Ancien élève de Barral, je me souviens que l’abbé Matthieu, alors supérieur, aimait rappeler les actions menées par son prédécesseur et ses prêtres valeureux. C’est avec lui que je pus rencontrer Mgr Puech dans le salon des professeurs au début des années 80. Ce dernier venait donner une conférence aux élèves. L’abbé Veaute, quand il présidait aux messes du matin, aimait nous faire chanter Le chant des marais, le chant des déportés. Se faisant témoin des témoins, ces prêtres entretenaient ainsi le devoir de mémoire, et c’est ce qu’Évelyne Blanc, directrice actuelle de l’établissement encourage également. En mai 2016, le lycée Barral a renouvelé le protocole « enseignement défense » signé avec le 8ème RPIMa, régiment de parachutistes stationné à Castres. Cet accord a permis la création d’une classe de Première « Défense et Sécurité globale » pour « encourager la formation de la personne et du citoyen » en menant des projets éducatifs qui mobilisent plusieurs enseignements. Ainsi, à travers les notions apprises en cours d’histoire ou d’enseignement moral et civique, les élèves peuvent parfaire la dimension humaniste de leur éducation. Le 16 mai dernier, les élèves concernés présentaient une œuvre monumentale dans le parc de l’école.

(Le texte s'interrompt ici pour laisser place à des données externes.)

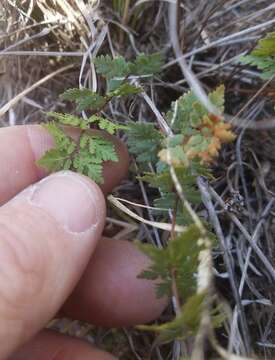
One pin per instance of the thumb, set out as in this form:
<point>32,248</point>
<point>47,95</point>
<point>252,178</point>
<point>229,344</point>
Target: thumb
<point>47,235</point>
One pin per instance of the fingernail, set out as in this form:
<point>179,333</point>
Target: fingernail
<point>70,199</point>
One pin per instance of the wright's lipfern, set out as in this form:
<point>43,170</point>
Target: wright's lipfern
<point>87,153</point>
<point>263,56</point>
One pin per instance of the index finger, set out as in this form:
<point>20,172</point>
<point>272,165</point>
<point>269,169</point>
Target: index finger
<point>21,146</point>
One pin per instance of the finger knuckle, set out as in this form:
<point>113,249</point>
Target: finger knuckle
<point>21,260</point>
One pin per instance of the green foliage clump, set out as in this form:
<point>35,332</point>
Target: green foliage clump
<point>89,151</point>
<point>197,137</point>
<point>263,56</point>
<point>196,141</point>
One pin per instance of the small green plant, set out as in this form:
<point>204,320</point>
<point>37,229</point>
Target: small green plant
<point>263,56</point>
<point>182,268</point>
<point>87,153</point>
<point>177,161</point>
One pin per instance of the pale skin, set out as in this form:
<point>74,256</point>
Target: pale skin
<point>53,258</point>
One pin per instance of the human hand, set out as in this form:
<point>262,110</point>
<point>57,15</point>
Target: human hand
<point>50,257</point>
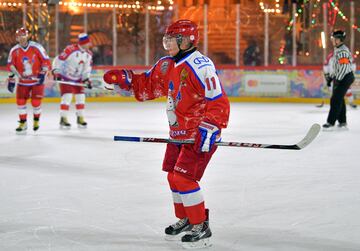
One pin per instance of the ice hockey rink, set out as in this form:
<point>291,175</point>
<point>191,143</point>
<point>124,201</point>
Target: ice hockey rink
<point>79,190</point>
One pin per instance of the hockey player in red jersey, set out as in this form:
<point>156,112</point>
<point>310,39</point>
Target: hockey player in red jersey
<point>73,66</point>
<point>197,108</point>
<point>29,63</point>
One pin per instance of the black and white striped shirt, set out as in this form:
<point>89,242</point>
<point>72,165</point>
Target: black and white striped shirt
<point>342,62</point>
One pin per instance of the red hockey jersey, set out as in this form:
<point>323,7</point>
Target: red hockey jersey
<point>28,62</point>
<point>193,89</point>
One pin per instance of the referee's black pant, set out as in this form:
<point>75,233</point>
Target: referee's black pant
<point>337,101</point>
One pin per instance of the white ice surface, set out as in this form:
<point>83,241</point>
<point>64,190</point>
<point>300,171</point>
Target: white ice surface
<point>79,190</point>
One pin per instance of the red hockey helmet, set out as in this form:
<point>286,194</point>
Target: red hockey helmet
<point>21,32</point>
<point>183,28</point>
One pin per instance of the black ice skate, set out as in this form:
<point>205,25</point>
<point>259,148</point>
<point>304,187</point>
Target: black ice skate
<point>64,124</point>
<point>354,106</point>
<point>175,231</point>
<point>21,129</point>
<point>328,127</point>
<point>199,236</point>
<point>81,122</point>
<point>36,125</point>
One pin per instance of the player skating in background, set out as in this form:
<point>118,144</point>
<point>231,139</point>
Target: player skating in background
<point>29,63</point>
<point>342,75</point>
<point>328,70</point>
<point>197,108</point>
<point>73,65</point>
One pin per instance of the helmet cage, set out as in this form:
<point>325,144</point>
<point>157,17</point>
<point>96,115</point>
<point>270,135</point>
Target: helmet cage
<point>339,34</point>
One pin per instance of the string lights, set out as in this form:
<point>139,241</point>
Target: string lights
<point>271,10</point>
<point>103,5</point>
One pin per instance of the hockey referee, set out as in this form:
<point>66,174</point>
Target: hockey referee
<point>343,76</point>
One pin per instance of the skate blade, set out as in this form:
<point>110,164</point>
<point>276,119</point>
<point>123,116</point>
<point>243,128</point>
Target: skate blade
<point>177,237</point>
<point>21,133</point>
<point>203,243</point>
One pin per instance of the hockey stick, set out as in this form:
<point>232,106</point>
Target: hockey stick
<point>309,137</point>
<point>68,83</point>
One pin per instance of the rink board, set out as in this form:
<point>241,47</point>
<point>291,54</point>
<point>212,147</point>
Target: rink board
<point>252,84</point>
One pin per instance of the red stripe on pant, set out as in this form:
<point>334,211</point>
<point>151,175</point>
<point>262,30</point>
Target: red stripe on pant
<point>80,106</point>
<point>64,107</point>
<point>196,213</point>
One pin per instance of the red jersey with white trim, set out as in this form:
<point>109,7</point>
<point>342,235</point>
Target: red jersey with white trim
<point>28,62</point>
<point>74,63</point>
<point>193,89</point>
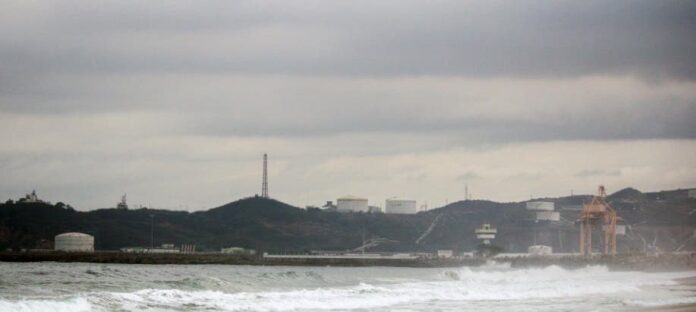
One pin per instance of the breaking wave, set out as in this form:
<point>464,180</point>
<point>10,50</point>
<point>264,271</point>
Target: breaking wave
<point>320,289</point>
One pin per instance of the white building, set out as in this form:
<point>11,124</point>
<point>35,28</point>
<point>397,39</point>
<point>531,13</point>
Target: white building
<point>486,233</point>
<point>540,206</point>
<point>351,203</point>
<point>539,250</point>
<point>401,206</point>
<point>74,242</point>
<point>548,216</point>
<point>691,193</point>
<point>445,253</point>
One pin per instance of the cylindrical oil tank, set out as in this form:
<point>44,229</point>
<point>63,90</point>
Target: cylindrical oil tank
<point>74,242</point>
<point>540,206</point>
<point>548,216</point>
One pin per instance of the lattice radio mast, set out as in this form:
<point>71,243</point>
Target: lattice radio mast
<point>264,184</point>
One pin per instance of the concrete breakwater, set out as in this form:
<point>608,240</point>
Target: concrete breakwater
<point>665,262</point>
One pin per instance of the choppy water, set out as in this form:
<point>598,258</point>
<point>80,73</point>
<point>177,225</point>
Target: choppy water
<point>113,287</point>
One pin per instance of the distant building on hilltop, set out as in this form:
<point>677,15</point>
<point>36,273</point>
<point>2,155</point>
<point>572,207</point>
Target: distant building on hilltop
<point>351,204</point>
<point>691,193</point>
<point>406,206</point>
<point>73,241</point>
<point>32,198</point>
<point>122,204</point>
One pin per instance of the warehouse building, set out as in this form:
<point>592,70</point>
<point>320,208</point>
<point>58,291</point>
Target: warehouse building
<point>74,242</point>
<point>351,204</point>
<point>401,206</point>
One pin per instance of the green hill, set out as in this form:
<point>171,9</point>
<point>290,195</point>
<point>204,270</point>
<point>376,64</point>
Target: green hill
<point>271,225</point>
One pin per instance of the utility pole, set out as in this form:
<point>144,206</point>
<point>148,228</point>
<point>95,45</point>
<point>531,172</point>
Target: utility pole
<point>264,184</point>
<point>152,232</point>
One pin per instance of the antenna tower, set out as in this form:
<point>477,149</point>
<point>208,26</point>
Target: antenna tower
<point>264,184</point>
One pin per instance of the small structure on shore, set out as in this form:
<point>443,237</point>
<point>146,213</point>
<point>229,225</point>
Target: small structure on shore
<point>486,233</point>
<point>238,251</point>
<point>351,204</point>
<point>74,241</point>
<point>539,250</point>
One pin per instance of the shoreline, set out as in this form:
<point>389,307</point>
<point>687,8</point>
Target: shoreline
<point>667,262</point>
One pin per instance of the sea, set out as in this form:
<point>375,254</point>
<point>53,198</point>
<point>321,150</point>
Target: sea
<point>77,287</point>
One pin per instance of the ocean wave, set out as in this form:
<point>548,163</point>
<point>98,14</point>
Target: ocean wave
<point>74,304</point>
<point>530,284</point>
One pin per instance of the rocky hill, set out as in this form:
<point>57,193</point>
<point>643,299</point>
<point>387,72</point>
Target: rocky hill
<point>665,220</point>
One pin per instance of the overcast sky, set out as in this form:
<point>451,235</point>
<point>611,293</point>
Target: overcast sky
<point>174,102</point>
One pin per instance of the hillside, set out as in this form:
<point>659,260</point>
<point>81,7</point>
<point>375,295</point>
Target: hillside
<point>267,224</point>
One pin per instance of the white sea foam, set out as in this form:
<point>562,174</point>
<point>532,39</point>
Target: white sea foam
<point>473,285</point>
<point>74,304</point>
<point>231,288</point>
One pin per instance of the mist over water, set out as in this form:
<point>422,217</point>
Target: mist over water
<point>112,287</point>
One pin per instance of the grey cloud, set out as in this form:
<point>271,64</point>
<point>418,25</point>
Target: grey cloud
<point>652,39</point>
<point>597,172</point>
<point>468,176</point>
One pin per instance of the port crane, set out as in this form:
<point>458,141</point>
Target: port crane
<point>598,212</point>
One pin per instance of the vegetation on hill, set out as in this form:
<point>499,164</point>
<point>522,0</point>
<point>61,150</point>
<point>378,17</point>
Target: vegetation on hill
<point>270,225</point>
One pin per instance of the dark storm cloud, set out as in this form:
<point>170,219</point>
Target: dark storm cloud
<point>652,39</point>
<point>87,57</point>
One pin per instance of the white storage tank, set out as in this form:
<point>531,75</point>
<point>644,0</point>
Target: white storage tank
<point>548,216</point>
<point>540,250</point>
<point>401,206</point>
<point>540,206</point>
<point>74,242</point>
<point>351,203</point>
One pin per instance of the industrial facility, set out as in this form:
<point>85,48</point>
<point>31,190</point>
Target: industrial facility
<point>351,204</point>
<point>544,211</point>
<point>596,212</point>
<point>486,233</point>
<point>404,206</point>
<point>74,242</point>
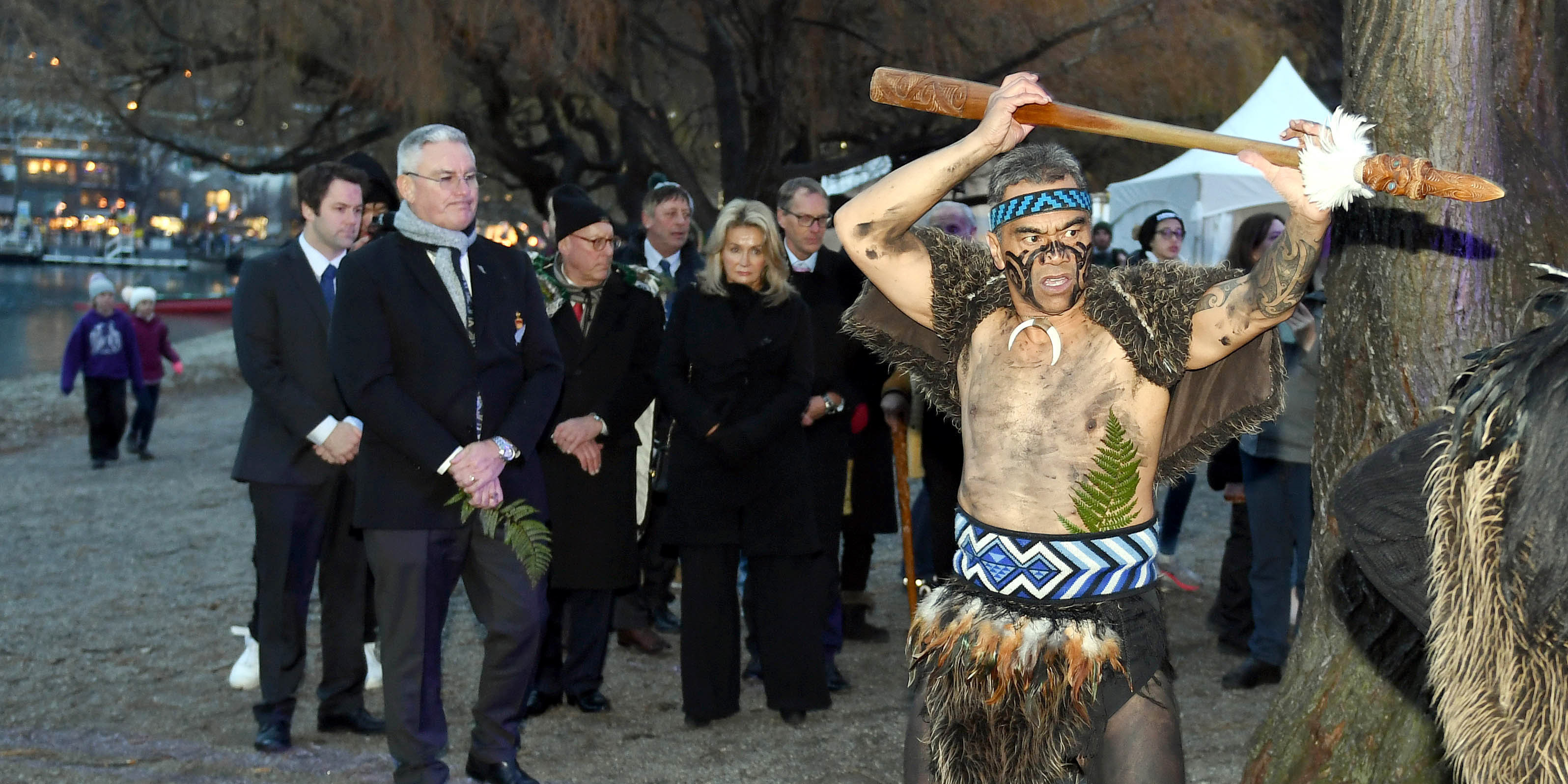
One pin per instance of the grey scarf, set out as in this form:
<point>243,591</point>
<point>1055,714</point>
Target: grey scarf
<point>579,294</point>
<point>448,247</point>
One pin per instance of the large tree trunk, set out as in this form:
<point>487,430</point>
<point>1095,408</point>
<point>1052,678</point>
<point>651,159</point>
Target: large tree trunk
<point>1476,85</point>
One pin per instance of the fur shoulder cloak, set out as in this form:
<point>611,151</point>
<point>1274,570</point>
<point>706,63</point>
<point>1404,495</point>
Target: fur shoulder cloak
<point>1148,311</point>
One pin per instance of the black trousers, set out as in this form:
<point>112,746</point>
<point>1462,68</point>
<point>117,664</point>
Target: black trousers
<point>297,531</point>
<point>828,476</point>
<point>636,609</point>
<point>106,416</point>
<point>578,667</point>
<point>146,411</point>
<point>416,573</point>
<point>1232,615</point>
<point>943,458</point>
<point>789,632</point>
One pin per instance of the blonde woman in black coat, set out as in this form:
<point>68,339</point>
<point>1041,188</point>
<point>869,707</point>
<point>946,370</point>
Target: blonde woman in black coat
<point>734,370</point>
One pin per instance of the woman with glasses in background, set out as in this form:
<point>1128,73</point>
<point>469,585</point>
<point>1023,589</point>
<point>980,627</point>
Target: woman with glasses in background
<point>1161,237</point>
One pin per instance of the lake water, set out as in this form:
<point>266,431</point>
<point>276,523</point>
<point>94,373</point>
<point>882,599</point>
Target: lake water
<point>38,308</point>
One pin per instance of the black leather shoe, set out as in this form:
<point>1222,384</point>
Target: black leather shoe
<point>836,681</point>
<point>666,621</point>
<point>358,722</point>
<point>1250,673</point>
<point>645,640</point>
<point>538,703</point>
<point>590,703</point>
<point>1233,648</point>
<point>498,772</point>
<point>274,737</point>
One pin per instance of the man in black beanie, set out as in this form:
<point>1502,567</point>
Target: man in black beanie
<point>607,322</point>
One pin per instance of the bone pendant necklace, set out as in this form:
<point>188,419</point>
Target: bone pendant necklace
<point>1051,333</point>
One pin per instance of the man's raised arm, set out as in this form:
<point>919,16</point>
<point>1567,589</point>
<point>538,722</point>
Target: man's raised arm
<point>875,225</point>
<point>1244,308</point>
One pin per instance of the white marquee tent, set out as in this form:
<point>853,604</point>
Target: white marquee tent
<point>1214,192</point>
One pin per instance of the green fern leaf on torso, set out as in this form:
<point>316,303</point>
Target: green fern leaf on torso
<point>1106,498</point>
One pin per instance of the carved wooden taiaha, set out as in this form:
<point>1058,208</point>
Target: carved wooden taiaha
<point>1383,173</point>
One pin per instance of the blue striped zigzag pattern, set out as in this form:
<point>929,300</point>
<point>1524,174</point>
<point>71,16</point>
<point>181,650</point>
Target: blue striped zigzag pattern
<point>1100,565</point>
<point>1040,201</point>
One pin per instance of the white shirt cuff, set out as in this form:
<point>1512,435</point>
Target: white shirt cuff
<point>322,432</point>
<point>448,465</point>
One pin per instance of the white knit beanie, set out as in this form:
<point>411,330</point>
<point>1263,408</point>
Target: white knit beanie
<point>140,294</point>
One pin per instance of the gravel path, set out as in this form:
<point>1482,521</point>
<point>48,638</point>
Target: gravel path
<point>118,588</point>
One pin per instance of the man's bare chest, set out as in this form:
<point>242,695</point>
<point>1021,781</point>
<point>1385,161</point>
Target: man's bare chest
<point>1021,390</point>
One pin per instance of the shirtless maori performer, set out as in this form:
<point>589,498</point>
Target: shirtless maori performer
<point>1078,390</point>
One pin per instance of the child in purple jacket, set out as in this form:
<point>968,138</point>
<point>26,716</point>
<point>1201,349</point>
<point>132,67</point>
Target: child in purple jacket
<point>153,344</point>
<point>104,350</point>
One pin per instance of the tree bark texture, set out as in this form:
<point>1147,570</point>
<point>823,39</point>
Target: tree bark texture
<point>1479,87</point>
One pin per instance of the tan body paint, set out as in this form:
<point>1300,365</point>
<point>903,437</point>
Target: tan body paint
<point>1032,430</point>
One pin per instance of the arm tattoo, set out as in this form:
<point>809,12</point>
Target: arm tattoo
<point>1282,275</point>
<point>1220,294</point>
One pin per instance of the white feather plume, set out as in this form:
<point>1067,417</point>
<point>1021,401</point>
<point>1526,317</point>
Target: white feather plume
<point>1329,170</point>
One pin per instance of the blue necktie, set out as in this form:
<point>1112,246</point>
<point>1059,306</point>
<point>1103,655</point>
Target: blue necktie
<point>670,300</point>
<point>330,286</point>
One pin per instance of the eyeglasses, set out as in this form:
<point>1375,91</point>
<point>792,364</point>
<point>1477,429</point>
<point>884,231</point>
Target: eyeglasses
<point>811,222</point>
<point>601,244</point>
<point>450,181</point>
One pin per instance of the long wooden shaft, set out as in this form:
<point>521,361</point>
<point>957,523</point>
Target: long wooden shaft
<point>900,474</point>
<point>966,99</point>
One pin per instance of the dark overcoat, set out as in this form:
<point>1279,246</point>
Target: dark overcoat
<point>609,372</point>
<point>827,291</point>
<point>747,367</point>
<point>280,342</point>
<point>407,369</point>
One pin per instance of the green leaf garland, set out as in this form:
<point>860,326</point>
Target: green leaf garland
<point>526,535</point>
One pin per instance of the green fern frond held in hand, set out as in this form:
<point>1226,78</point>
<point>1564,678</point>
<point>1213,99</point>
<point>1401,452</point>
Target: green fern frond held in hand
<point>1106,498</point>
<point>528,537</point>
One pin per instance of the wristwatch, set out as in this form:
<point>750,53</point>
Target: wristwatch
<point>507,450</point>
<point>832,407</point>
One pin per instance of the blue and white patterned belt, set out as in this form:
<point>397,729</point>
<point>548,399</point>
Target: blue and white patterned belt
<point>1056,568</point>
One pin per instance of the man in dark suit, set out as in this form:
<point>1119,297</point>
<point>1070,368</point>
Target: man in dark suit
<point>828,283</point>
<point>666,245</point>
<point>607,322</point>
<point>297,440</point>
<point>441,345</point>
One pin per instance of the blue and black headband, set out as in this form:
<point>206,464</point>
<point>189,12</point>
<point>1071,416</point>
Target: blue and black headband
<point>1038,203</point>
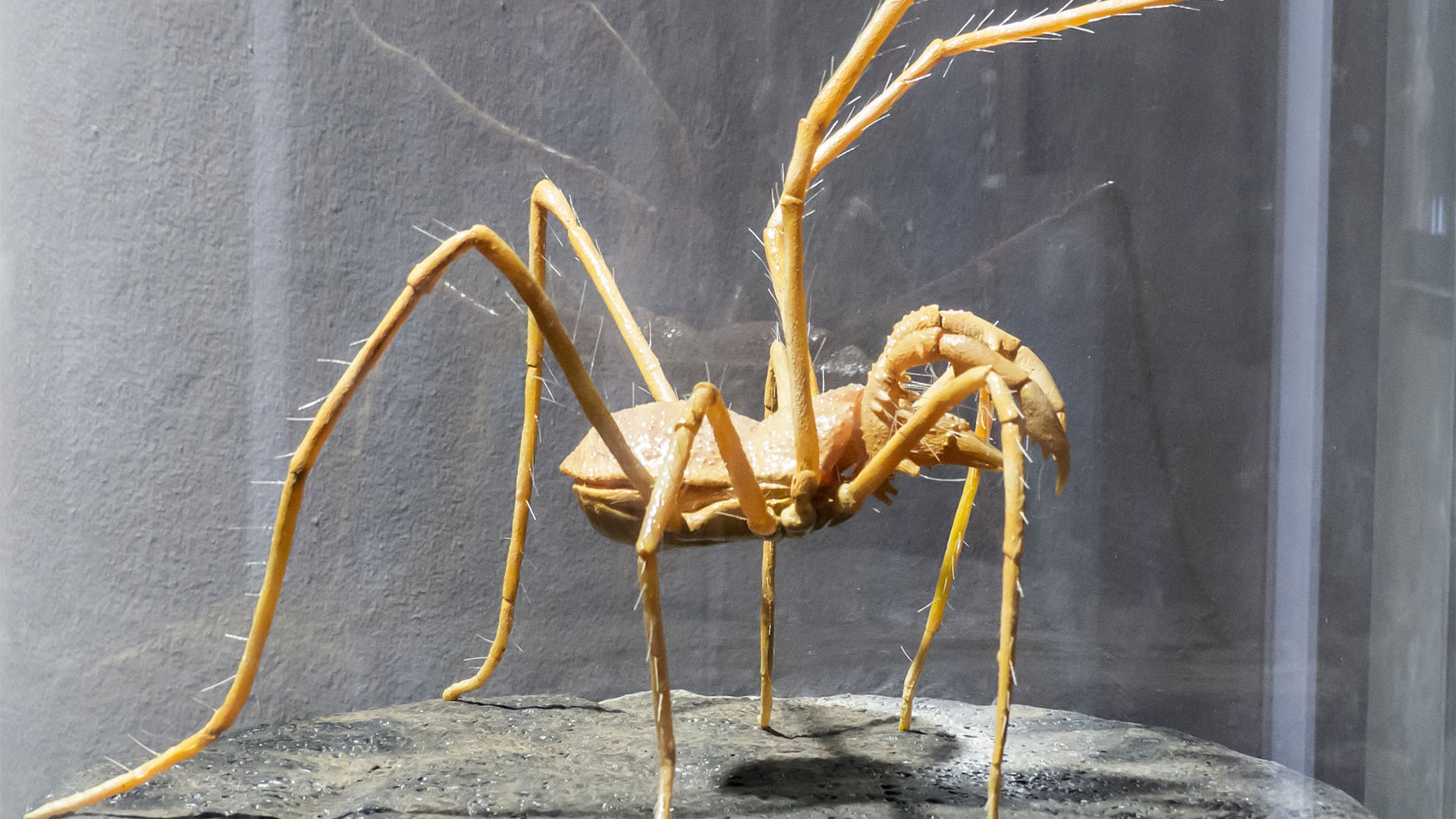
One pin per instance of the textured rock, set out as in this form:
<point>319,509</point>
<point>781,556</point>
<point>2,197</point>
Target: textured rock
<point>832,757</point>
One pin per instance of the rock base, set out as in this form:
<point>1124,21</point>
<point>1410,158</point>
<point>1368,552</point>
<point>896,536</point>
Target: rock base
<point>836,757</point>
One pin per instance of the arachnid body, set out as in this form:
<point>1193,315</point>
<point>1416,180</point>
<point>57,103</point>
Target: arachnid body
<point>686,472</point>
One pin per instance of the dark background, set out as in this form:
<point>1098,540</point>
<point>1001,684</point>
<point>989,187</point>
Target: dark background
<point>201,202</point>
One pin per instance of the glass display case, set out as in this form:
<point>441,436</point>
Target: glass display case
<point>1228,235</point>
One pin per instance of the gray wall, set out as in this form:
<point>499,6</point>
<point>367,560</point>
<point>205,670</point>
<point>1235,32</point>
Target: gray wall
<point>200,202</point>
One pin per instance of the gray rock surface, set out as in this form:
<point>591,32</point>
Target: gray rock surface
<point>829,757</point>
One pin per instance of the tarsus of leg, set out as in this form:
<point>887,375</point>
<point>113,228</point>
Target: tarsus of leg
<point>938,50</point>
<point>661,509</point>
<point>1012,469</point>
<point>421,280</point>
<point>548,197</point>
<point>952,554</point>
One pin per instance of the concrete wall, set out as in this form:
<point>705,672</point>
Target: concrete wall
<point>201,202</point>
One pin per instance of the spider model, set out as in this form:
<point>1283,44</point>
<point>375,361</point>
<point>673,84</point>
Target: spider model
<point>655,477</point>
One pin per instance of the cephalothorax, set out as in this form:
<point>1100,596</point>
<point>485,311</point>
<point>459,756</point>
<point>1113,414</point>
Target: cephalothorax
<point>854,423</point>
<point>657,475</point>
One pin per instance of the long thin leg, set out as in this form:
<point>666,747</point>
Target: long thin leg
<point>1012,474</point>
<point>705,403</point>
<point>783,241</point>
<point>548,199</point>
<point>778,372</point>
<point>952,554</point>
<point>421,280</point>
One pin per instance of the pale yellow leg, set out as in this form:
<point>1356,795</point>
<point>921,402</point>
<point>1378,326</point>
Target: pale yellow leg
<point>774,385</point>
<point>421,280</point>
<point>952,554</point>
<point>548,199</point>
<point>661,509</point>
<point>1012,475</point>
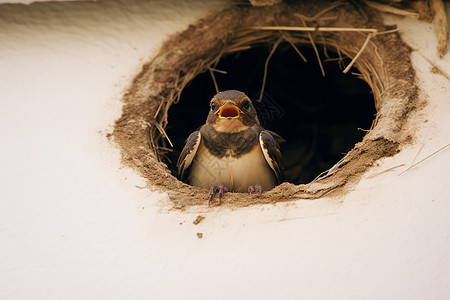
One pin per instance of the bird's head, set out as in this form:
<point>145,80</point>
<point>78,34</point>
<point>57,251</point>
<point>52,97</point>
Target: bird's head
<point>231,111</point>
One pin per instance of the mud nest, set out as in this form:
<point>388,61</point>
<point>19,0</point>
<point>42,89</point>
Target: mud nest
<point>352,31</point>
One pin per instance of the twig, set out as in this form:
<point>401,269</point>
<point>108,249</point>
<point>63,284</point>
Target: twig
<point>321,13</point>
<point>385,171</point>
<point>350,65</point>
<point>315,49</point>
<point>288,38</point>
<point>266,65</point>
<point>392,10</point>
<point>435,152</point>
<point>314,29</point>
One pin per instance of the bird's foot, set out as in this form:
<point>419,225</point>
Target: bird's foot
<point>221,189</point>
<point>255,188</point>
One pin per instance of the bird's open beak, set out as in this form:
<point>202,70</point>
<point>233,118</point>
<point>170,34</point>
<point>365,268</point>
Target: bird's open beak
<point>229,111</point>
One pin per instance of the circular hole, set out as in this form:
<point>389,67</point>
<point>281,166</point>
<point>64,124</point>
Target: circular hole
<point>320,117</point>
<point>149,115</point>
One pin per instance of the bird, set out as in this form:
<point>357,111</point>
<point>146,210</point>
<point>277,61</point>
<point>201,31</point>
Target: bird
<point>231,152</point>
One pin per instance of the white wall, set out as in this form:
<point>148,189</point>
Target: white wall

Ce projet, né en septembre 2015 à la suite d’un voyage d’études à Auschwitz, a pris la forme d’une installation réalisée sous la direction de Mmes Munoz, professeur d’Arts plastiques, et Pietravalle, professeur d’Histoire. Baptisée «Je ne trahirai pas», composée de bois, de métal et de polystyrène, elle est recouverte de tissu de verre et de résine. Elle porte les noms de résistants qui ont écrit, peint ou dessiné pour témoigner. Elle est agrémentée d’une stèle sculptée par Jacques Bourges, qui porte les noms de Mgr Pierre-Marie Puech et de l’abbé Gilbert Cugnasse.

Charlotte Le Provost, représentante du Mémorial de la Shoah de Paris, présente lors de l’inauguration, a salué le mérite de ce projet : «Votre travail d’histoire s’inscrit à la fois dans votre contexte géographique et est intégré plus largement à l’histoire nationale et européenne. Voilà un parcours et un travail qui vous marqueront pour la suite de votre vie ». Barral, établissement catholique, joue ainsi son rôle pour permettre « aux élèves de mieux adhérer aux valeurs de la République et de mieux cerner leur engagement citoyen ».